Difficile però che "l'attività" possa radicarsi: a poche centinaia di metri dal "luogo di lavoro" c'è la caserma dei carabinieri di Desio

Sono arrivate, anche a Desio. Da un paio di giorni, in via Mascagni e in via Caravaggio, sono spuntate alcune prostitute. Una decina, non di più. Giovanissime, hanno un’età tra i 18 e i 22 anni e sono tutte con la pelle scura. Sono giunte con ogni probabilità da Nigeria, Senegal, Costa d’Avorio: i paesi africani che tradizionalmente «esportano» giovanissime ragazze che poi diventano schiave del sesso. Le lucciole iniziano ad arrivare a piedi, una dopo l’altra, dopo le 23, con i loro abiti succinti e le scarpe con tacchi vertiginosi. Verso mezzanotte, sono già una decina. Restano al loro posto fino alle cinque del mattino.

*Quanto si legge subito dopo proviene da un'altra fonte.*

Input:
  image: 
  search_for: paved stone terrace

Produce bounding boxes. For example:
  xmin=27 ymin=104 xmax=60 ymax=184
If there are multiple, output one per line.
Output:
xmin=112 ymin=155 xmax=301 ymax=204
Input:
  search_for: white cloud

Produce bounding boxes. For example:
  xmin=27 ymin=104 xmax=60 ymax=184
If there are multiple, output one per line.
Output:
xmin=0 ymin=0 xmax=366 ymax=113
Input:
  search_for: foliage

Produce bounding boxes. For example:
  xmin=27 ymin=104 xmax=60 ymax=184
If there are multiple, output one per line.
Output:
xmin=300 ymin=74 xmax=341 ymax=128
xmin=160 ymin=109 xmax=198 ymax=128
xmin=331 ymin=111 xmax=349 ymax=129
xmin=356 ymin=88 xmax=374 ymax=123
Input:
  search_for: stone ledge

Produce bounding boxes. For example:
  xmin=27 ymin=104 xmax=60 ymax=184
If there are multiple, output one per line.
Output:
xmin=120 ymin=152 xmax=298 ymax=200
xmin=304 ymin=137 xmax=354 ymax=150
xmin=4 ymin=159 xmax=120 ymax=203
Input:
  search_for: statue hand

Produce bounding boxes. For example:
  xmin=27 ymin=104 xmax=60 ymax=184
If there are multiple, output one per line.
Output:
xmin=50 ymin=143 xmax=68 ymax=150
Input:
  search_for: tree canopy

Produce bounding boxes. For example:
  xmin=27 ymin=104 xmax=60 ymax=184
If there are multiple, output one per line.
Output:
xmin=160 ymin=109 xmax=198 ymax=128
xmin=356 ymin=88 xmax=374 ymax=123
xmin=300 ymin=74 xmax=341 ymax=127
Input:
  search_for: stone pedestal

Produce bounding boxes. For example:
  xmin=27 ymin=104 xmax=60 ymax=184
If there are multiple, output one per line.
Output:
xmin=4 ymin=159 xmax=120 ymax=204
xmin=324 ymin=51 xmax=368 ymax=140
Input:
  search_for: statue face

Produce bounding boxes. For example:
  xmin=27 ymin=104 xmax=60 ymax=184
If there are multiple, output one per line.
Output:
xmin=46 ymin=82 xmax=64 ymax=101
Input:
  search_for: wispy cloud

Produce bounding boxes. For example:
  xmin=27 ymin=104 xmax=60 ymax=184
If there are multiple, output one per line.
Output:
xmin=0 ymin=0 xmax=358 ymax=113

Per Desio, è una vera novità. La prostituzione, nel grande comune brianzolo di oltre 41mila abitanti, non c’era mai stata. Il fenomeno è presente da anni in comuni a pochi chilometri, come Varedo, Paderno Dugnano, Nova Milanese. Ora, il «servizio» è stato attivato anche a Desio. La zona scelta è quella di Desio sud. Un quartiere vivissimo in questo periodo: c’è Parco Tittoni, che attira ogni sera un folto pubblico, e poi numerosi locali aperti fino a notte alta. Le ragazze stazionano hanno scelto via Mascagni e via Caravaggio perché sono strade ad alto scorrimento e – in particolare d’estate - sono percorse da centinaia di auto fino alle prime ore del mattino. Difficile però che la presenza delle prostitute si radichi come sulla Novedratese: a poche centinaia di metri dal «luogo di lavoro» c’è la caserma dei carabinieri di Desio.